By Bill Finley
Embattled trainer Bob Baffert took his fight to clear his name to a national audience Monday, appearing on the Fox News show “America's Newsroom” where he once again emphatically denied any wrongdoing in the case of Medina Spirit (Protonico). Pressed on the issue by co-host Bill Hemmer, Baffert doubled down on denials he made Sunday, saying, “We did not cheat to win the Kentucky Derby.”
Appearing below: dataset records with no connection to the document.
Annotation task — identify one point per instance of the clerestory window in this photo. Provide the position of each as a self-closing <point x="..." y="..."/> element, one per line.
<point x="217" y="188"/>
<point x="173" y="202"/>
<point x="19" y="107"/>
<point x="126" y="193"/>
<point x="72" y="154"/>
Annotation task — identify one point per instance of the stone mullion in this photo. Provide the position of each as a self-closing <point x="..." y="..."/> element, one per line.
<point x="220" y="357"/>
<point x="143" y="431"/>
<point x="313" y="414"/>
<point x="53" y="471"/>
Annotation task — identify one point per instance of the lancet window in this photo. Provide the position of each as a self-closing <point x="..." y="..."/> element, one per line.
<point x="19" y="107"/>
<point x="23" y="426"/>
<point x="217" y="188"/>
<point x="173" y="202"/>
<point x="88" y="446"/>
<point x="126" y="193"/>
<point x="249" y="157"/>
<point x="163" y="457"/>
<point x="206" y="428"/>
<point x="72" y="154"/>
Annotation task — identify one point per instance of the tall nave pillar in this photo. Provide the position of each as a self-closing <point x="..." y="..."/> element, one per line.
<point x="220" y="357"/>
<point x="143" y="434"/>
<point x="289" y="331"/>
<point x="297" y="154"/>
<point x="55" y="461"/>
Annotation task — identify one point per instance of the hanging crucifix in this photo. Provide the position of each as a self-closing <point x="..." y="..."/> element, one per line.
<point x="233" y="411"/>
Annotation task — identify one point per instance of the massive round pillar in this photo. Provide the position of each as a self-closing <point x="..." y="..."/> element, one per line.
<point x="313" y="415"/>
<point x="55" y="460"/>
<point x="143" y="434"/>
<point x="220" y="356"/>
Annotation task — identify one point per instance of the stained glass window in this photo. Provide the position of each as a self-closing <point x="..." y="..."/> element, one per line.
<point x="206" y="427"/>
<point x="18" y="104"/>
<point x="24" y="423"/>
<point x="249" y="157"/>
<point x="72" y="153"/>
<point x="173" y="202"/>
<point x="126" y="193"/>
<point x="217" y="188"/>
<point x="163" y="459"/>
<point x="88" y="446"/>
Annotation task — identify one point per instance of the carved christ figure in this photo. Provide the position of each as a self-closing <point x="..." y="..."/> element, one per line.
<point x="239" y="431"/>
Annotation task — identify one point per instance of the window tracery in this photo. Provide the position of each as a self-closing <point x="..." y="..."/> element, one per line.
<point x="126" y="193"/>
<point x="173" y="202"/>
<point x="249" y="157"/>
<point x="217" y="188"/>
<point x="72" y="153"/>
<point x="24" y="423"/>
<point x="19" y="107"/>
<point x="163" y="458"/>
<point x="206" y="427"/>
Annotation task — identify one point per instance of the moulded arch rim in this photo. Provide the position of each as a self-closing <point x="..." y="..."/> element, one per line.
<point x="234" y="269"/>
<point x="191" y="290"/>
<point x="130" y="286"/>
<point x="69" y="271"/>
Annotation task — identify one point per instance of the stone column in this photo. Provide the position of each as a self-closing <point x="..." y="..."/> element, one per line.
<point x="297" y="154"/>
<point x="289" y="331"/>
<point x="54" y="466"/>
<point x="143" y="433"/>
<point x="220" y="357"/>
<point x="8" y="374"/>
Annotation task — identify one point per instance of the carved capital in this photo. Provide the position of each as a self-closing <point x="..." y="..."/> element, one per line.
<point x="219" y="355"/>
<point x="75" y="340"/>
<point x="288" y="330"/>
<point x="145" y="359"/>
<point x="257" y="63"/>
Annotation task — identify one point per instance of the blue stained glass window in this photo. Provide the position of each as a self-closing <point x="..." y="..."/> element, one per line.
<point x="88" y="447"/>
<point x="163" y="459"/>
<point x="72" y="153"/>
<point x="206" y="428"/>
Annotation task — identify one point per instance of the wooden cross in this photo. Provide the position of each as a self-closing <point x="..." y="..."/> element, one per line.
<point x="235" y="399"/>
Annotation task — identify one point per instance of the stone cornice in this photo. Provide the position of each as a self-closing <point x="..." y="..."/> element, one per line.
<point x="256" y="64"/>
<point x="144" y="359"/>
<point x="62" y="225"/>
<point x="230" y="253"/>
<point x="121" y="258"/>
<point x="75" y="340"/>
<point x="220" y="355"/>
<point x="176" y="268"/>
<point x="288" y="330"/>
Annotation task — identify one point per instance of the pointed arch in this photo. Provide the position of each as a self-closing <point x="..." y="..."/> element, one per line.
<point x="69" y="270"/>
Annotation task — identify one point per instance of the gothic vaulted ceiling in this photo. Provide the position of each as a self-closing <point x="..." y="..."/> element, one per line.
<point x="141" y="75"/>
Baffert has found himself in the cross hairs of one of the biggest scandals ever to hit horse racing and the GI Kentucky Derby. The story exploded Sunday morning when Baffert hastily called a press conference at Churchill Downs to inform the media that the he had ben notified by the Kentucky Racing Commission that Medina Spirit tested positive for the corticosteroid betamethasone. The betamethasone finding, if confirmed by a split sample, will be Baffert's fifth positive test for a regulated but prohibited-on-race-day drug within the past year. In every instance, he has denied any wrongdoing.
As he did Sunday, Baffert made the case to the Fox audience that the problem was not with him or his stable but with a drug testing system that is so precise it can find minuscule trace amounts of therapeutic drugs that are not known to be performance-enhancers.
“What's happening is they're testing at these picogram levels,” Baffert said. “America doesn't know about picograms. It's like a salt grain in an Olympic size pool. He had 21 picograms, which has no effect at all. The thing is, a few years ago this never would have been called. In California, they never would have called this a positive. They shouldn't have called it a positive. We're living in a new world. These horses don't live in a bubble. They are out in the open, people are touching them. After the Derby, everybody was up there touching him. There are so many ways these horses can get contaminated. They're testing at these ridiculously low levels. I've been saying for over a year now, this is going to get innocent people in trouble. This is what has happened now.”
Baffert has maintained all along that Medina Spirit has never been given betamethasone.
“This did not happen,” he said. “This horse has never been treated with that. Actually, it's a legal therapeutic medicine and the amount (found in the post-race drug test) wouldn't have any effect on the horse anyway. That horse was never treated with that and so that's the disturbing part of it. I never thought I'd have to be fighting for my reputation and this poor horse's reputation because of the new regulations. They are testing these horse at contaminated levels. It's been a horrible experience.”
Baffert told the Fox audience that there was no way he would have given this particular drug to a horse just prior to a race.
“Bob Baffert is not stupid,” he said. “That is not a drug that I would use on a horse. We don't use that drug. The horse never had that in him. We have the documentation. We're going to show everything.”
Baffert confirmed that Medina Spirit and stablemate Concert Tour (Street Sense) were on their way to Baltimore to prepare for the GI Preakness S. By early afternoon Monday, it was not clear if the Maryland Jockey Club would allow them to be entered or whether or not they could be entered under another trainer's name.
On Sunday, Churchill Downs issued a statement in which it said that Baffert had been suspended from entering any horses there during the remainder of the meet.
“I haven't heard anything officially,” he said of the Preakness. “They haven't told me anything. Churchill Downs came out with that statement and that was pretty harsh. We live in a different world. This America is different. This was a cancel culture kind of thing, We're prepared to run.”
Baffert said he realized that he is under a microscope and that the Medina Spirit positive could have lasting impact on his reputation.
“I want to protect my legacy,” he said. “I have trained great horses, the best horses that have run. My record has proven that. It's horrible that this has happened. This horse never got that medication. It's an injustice to the horse. He's a great horse. He ran hard and he deserved to win that race. It kills me. These horses are like my children.”